Method of complements

In mathematics and computing, the method of complements is a technique to encode a symmetric range of positive and negative integers in a way that they can use the same algorithm (or mechanism) for addition throughout the whole range. For a given number of places half of the possible representations of numbers encode the positive numbers, the other half represents their respective additive inverses. The pairs of mutually additive inverse numbers are called complements. Thus subtraction of any number is implemented by adding its complement. Changing the sign of any number is encoded by generating its complement, which can be done by a very simple and efficient algorithm. This method was commonly used in mechanical calculators and is still used in modern computers. The generalized concept of the radix complement (as described below) is also valuable in number theory, such as in Midy's theorem.

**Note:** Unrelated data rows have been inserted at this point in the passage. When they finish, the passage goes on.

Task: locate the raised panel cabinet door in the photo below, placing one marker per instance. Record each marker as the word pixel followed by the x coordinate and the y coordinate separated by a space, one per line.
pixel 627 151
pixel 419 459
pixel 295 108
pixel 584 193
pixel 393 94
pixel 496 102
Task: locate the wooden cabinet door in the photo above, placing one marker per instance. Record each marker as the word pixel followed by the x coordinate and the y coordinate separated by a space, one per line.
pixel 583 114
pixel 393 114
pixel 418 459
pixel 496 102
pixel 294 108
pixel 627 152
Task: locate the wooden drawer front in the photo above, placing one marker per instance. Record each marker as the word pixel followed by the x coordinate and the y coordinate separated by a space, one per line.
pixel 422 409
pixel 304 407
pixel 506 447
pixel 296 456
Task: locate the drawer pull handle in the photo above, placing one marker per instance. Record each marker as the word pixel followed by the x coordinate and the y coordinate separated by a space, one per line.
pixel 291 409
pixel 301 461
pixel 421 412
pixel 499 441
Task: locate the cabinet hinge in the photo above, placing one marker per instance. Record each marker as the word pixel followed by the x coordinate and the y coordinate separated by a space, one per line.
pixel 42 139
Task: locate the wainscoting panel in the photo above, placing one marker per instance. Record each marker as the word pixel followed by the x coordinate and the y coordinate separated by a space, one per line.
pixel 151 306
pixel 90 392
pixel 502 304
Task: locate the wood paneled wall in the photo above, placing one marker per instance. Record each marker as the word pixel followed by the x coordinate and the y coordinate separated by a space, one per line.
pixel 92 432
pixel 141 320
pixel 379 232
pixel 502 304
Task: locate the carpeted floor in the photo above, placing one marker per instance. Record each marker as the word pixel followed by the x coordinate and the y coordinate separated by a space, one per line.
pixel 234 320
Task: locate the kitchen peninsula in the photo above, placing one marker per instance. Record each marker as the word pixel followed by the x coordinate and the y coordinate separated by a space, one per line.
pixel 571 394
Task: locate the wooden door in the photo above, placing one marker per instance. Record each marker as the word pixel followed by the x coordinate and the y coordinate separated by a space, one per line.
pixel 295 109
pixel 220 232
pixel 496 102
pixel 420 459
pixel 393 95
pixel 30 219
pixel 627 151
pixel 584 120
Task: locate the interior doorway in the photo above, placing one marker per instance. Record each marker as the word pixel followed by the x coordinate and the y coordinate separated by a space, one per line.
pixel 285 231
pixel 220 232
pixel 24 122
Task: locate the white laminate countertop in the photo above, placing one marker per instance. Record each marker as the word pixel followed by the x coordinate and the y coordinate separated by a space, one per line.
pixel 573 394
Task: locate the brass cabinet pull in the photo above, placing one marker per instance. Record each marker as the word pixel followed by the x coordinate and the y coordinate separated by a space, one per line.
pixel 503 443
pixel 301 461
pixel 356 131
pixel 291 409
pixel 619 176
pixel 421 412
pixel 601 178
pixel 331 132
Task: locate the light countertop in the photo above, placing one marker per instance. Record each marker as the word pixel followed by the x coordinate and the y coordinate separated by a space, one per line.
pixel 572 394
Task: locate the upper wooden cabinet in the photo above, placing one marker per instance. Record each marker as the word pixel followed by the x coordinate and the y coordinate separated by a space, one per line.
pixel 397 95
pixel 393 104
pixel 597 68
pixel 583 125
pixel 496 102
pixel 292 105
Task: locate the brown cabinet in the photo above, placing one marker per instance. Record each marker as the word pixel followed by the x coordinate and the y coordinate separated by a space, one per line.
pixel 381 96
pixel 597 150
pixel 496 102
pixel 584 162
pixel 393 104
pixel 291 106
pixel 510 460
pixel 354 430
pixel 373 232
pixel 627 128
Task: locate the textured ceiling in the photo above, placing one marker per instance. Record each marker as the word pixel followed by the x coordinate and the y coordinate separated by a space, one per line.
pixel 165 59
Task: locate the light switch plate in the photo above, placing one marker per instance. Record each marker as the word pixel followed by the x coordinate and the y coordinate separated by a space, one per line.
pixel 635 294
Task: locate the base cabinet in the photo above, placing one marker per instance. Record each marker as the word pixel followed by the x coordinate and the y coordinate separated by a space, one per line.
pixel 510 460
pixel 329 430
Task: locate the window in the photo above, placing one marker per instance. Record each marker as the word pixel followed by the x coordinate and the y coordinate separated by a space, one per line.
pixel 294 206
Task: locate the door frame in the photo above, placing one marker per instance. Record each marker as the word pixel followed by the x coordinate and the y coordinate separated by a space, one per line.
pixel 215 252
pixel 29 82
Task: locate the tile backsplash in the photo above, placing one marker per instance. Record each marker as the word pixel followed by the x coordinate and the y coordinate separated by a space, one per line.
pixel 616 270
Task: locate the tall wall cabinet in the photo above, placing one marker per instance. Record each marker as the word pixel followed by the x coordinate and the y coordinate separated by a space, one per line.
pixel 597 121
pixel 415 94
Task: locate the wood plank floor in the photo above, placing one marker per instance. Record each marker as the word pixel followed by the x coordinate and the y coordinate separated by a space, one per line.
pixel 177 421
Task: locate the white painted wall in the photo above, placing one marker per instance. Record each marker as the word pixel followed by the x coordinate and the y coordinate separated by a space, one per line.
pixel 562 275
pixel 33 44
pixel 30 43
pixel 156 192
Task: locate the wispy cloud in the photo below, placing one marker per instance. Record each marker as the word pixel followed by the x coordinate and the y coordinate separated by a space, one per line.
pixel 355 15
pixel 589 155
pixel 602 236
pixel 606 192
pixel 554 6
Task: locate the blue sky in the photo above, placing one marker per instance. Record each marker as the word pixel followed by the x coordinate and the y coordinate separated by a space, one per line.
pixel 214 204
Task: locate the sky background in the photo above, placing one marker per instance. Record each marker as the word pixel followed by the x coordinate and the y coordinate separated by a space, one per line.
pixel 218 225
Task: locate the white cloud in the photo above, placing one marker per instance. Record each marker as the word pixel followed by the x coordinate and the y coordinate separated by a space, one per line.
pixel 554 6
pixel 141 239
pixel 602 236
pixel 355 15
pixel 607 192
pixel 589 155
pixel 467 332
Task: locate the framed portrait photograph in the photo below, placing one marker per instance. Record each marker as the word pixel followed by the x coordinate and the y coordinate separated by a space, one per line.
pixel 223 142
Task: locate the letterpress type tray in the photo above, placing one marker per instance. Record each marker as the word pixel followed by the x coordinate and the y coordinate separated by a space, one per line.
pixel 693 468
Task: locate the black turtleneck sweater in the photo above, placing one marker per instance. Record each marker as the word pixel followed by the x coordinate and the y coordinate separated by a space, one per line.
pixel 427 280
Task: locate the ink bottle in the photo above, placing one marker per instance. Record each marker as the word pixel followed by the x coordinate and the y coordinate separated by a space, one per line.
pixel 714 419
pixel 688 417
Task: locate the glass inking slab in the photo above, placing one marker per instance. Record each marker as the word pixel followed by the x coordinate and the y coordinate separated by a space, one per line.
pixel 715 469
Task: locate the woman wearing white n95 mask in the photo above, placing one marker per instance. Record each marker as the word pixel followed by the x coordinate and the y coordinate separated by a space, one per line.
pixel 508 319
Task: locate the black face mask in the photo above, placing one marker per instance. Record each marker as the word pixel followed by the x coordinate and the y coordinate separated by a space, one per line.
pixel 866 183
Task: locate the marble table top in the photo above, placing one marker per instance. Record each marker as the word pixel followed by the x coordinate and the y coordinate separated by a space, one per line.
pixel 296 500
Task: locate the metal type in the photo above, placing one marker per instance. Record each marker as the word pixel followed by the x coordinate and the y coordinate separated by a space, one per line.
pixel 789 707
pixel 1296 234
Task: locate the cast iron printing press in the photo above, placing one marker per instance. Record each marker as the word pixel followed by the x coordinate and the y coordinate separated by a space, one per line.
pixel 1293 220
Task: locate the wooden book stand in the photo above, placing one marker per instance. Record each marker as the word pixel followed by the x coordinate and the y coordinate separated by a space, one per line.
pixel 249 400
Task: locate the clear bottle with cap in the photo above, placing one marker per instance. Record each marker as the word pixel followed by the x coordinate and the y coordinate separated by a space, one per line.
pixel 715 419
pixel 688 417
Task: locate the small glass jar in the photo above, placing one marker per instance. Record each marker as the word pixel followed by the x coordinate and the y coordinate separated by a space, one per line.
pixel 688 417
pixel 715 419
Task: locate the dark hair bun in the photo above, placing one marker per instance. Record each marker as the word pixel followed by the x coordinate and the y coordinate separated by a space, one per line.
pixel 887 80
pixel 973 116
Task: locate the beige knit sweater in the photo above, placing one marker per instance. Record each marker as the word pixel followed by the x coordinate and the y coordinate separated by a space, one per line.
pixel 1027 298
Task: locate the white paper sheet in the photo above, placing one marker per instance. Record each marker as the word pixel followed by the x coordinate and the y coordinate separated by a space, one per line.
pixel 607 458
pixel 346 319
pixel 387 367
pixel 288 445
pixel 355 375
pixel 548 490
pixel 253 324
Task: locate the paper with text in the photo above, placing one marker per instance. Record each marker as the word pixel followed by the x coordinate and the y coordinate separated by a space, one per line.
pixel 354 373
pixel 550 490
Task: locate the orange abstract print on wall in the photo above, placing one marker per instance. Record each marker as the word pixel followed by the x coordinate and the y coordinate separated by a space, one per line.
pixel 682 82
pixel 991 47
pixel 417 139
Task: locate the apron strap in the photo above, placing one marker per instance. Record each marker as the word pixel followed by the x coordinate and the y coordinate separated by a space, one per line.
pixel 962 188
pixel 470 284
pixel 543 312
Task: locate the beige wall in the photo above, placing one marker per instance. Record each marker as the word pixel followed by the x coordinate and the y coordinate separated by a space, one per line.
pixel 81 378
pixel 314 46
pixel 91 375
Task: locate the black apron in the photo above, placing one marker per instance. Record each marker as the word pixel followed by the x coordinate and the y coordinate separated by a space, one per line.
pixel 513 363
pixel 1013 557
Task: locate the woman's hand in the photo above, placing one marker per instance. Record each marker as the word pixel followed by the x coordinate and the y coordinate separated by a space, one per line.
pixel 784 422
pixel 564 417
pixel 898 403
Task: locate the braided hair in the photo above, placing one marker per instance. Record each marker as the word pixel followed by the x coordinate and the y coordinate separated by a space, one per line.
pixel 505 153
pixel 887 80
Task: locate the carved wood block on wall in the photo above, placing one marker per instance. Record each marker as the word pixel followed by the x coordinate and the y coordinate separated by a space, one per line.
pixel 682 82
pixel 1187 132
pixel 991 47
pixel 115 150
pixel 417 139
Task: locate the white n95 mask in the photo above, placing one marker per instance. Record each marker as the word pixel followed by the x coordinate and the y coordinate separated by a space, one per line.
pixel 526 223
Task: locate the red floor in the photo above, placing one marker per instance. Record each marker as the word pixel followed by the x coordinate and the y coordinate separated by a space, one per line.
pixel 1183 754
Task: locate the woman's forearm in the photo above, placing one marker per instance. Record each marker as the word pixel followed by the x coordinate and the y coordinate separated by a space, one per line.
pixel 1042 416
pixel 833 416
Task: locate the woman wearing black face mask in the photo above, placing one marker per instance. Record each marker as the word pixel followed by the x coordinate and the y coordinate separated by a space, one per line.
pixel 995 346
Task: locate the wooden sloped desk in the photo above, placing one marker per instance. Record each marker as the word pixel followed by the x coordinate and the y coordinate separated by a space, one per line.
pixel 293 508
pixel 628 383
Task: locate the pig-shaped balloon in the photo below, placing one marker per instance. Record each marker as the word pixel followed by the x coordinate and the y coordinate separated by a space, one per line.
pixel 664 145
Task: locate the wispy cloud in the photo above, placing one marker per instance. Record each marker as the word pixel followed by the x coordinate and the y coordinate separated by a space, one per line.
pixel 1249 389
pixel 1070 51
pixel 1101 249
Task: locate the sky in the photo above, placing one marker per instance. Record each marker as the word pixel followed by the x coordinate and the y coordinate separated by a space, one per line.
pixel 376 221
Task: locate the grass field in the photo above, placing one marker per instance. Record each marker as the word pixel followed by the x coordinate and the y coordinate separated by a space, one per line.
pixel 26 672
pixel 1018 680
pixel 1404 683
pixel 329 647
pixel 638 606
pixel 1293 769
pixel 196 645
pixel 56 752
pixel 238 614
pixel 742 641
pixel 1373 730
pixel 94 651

The nines' complement of a number given in decimal representation is formed by replacing each digit with nine minus that digit. To subtract a decimal number y (the subtrahend) from another number x (the minuend) two methods may be used:

In the first method, the nines' complement of x is added to y. Then the nines' complement of the result obtained is formed to produce the desired result.

In the second method, the nines' complement of y is added to x and one is added to the sum. The leftmost digit '1' of the result is then discarded. Discarding the leftmost '1' is especially convenient on calculators or computers that use a fixed number of digits: there is nowhere for it to go so it is simply lost during the calculation. The nines' complement plus one is known as the tens' complement.

The method of complements can be extended to other number bases (radices); in particular, it is used on most digital computers to perform subtraction, represent negative numbers in base 2 or binary arithmetic and test overflow in calculation.

The radix complement of an ${\displaystyle n}$-digit number ${\displaystyle y}$ in radix ${\displaystyle b}$ is defined as ${\displaystyle b^{n}-y}$. In practice, the radix complement is more easily obtained by adding 1 to the diminished radix complement, which is ${\displaystyle \left(b^{n}-1\right)-y}$. While this seems equally difficult to calculate as the radix complement, it is actually simpler since ${\displaystyle \left(b^{n}-1\right)}$ is simply the digit ${\displaystyle b-1}$ repeated ${\displaystyle n}$ times. This is because

${\displaystyle {\begin{aligned}b^{n}-1&=(b-1)(b^{n-1}+b^{n-2}+\cdots +b+1)\\&=(b-1)b^{n-1}+\cdots +(b-1)\end{aligned}}}$

(see also Geometric series Formula). Knowing this, the diminished radix complement of a number can be found by complementing each digit with respect to ${\displaystyle b-1}$, i.e. subtracting each digit in ${\displaystyle y}$ from ${\displaystyle b-1}$.